In [None]:
Q1. What is the mathematical formula for a linear SVM?


The mathematical formula for a linear Support Vector Machine (SVM) can be expressed as follows:

Given a dataset with feature vectors X_i in a D-dimensional space and corresponding binary class labels y_i (+1 or -1 for two-class classification):

The decision function for a linear SVM is defined as:

f(x) = w · x + b

Here,

f(x) is the decision function that predicts the class label for a given input vector x.
w is the weight vector, which determines the direction of the decision boundary.
x is the input feature vector.
b is the bias term, which shifts the decision boundary away from the origin.
The goal of training a linear SVM is to find the optimal values for the weight vector w and the bias term b that maximize the margin between the two classes while minimizing classification errors.

The optimization problem can be expressed as:

Minimize: 1/2 ||w||^2

Subject to: y_i(w · x_i + b) ≥ 1 for all data points (i)

Here, ||w|| represents the Euclidean norm of the weight vector w, and the constraint ensures that all data points are correctly classified and are at least a margin of 1 away from the decision boundary.

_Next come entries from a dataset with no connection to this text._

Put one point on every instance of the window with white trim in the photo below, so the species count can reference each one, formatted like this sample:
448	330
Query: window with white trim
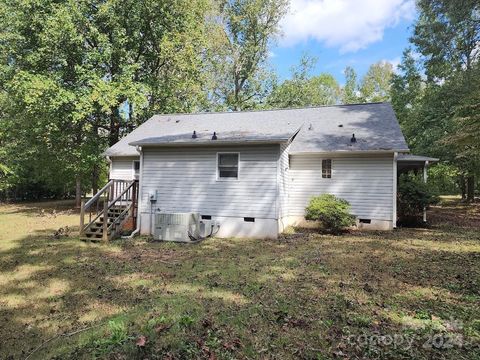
227	165
327	168
136	169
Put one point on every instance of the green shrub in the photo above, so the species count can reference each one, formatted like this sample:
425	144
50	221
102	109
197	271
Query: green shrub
413	195
332	212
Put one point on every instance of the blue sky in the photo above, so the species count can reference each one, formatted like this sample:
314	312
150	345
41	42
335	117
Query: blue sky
342	33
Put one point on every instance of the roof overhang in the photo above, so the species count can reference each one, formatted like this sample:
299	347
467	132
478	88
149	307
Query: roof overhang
207	140
347	152
415	158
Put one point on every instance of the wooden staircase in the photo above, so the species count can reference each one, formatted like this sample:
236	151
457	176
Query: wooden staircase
118	200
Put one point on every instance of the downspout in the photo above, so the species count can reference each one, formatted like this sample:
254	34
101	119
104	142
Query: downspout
394	199
425	176
109	160
139	198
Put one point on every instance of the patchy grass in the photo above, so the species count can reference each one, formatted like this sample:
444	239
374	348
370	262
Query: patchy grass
407	293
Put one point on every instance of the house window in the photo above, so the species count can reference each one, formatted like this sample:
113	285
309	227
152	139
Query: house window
327	169
227	165
136	169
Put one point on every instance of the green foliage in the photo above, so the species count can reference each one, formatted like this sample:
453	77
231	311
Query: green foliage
375	85
332	212
117	335
413	195
444	178
349	94
77	75
240	78
305	90
435	95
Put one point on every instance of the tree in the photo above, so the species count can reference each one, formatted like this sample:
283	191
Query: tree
375	85
447	35
70	67
407	91
305	90
350	90
240	77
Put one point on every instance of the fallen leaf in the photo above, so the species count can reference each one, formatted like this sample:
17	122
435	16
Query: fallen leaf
141	341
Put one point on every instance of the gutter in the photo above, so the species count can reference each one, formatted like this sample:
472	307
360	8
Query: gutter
347	152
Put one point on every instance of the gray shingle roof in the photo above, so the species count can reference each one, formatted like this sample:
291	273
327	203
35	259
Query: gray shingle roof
322	129
411	157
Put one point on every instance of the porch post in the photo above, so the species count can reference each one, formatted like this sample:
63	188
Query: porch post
425	176
82	218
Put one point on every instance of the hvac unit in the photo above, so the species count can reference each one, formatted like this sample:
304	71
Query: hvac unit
177	226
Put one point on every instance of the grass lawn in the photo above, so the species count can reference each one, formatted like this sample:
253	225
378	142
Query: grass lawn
410	293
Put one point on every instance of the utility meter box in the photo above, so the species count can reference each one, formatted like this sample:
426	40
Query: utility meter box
152	196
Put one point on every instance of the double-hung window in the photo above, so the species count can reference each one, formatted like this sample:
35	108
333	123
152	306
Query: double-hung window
227	165
327	168
136	169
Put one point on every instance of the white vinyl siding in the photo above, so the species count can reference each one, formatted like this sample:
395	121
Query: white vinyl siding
365	182
122	168
283	164
185	180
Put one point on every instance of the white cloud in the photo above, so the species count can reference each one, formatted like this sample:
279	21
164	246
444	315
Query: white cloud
348	24
395	62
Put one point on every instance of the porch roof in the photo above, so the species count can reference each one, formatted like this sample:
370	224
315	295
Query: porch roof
415	158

This optimization problem can be solved using various techniques, such as the quadratic programming solver, to find the optimal values for w and b.






Q2. What is the objective function of a linear SVM?

The objective function of a linear Support Vector Machine (SVM) is a mathematical expression that defines the optimization problem that the SVM aims to solve. The primary goal of this objective function is to find the optimal values for the weight vector (w) and the bias term (b) in the linear SVM model in a way that maximizes the margin between the two classes while minimizing classification errors. Here is the formal representation of the objective function for a linear SVM:

Minimize: 1/2 ||w||^2

Subject to: y_i(w · x_i + b) ≥ 1 for all data points (i)

In this objective function:

||w|| represents the Euclidean norm (L2 norm) of the weight vector w. It is a measure of the magnitude or length of the weight vector.

The goal is to minimize 1/2 ||w||^2. This term is often referred to as the "regularization term" or the "L2 regularization term." It encourages finding a solution where the weight vector w is as small as possible. This, in turn, helps in achieving a wider margin between the classes, as larger values of w will result in smaller margins.

The subject to constraint specifies that for each data point (x_i), the product of the class label (y_i) and the decision function (w · x_i + b) must be greater than or equal to 1. This constraint ensures that all data points are correctly classified and are at least a margin of 1 away from the decision boundary.




Q3. What is the kernel trick in SVM?

The kernel trick is a fundamental concept in Support Vector Machines (SVMs) that allows SVMs to handle non-linearly separable data by implicitly mapping the input data into a higher-dimensional feature space. It enables linear classifiers, such as linear SVMs, to work effectively in scenarios where a linear decision boundary cannot separate the classes in the original input space.

Here's how the kernel trick works:

Original Input Space: In the original input space, the data may not be linearly separable, meaning a simple straight line or hyperplane cannot effectively separate the different classes.

Mapping to a Higher-Dimensional Space: The kernel trick involves mapping the data points from the original input space to a higher-dimensional feature space using a mathematical function called a "kernel." This mapping is often non-linear and can transform the data into a space where it becomes linearly separable.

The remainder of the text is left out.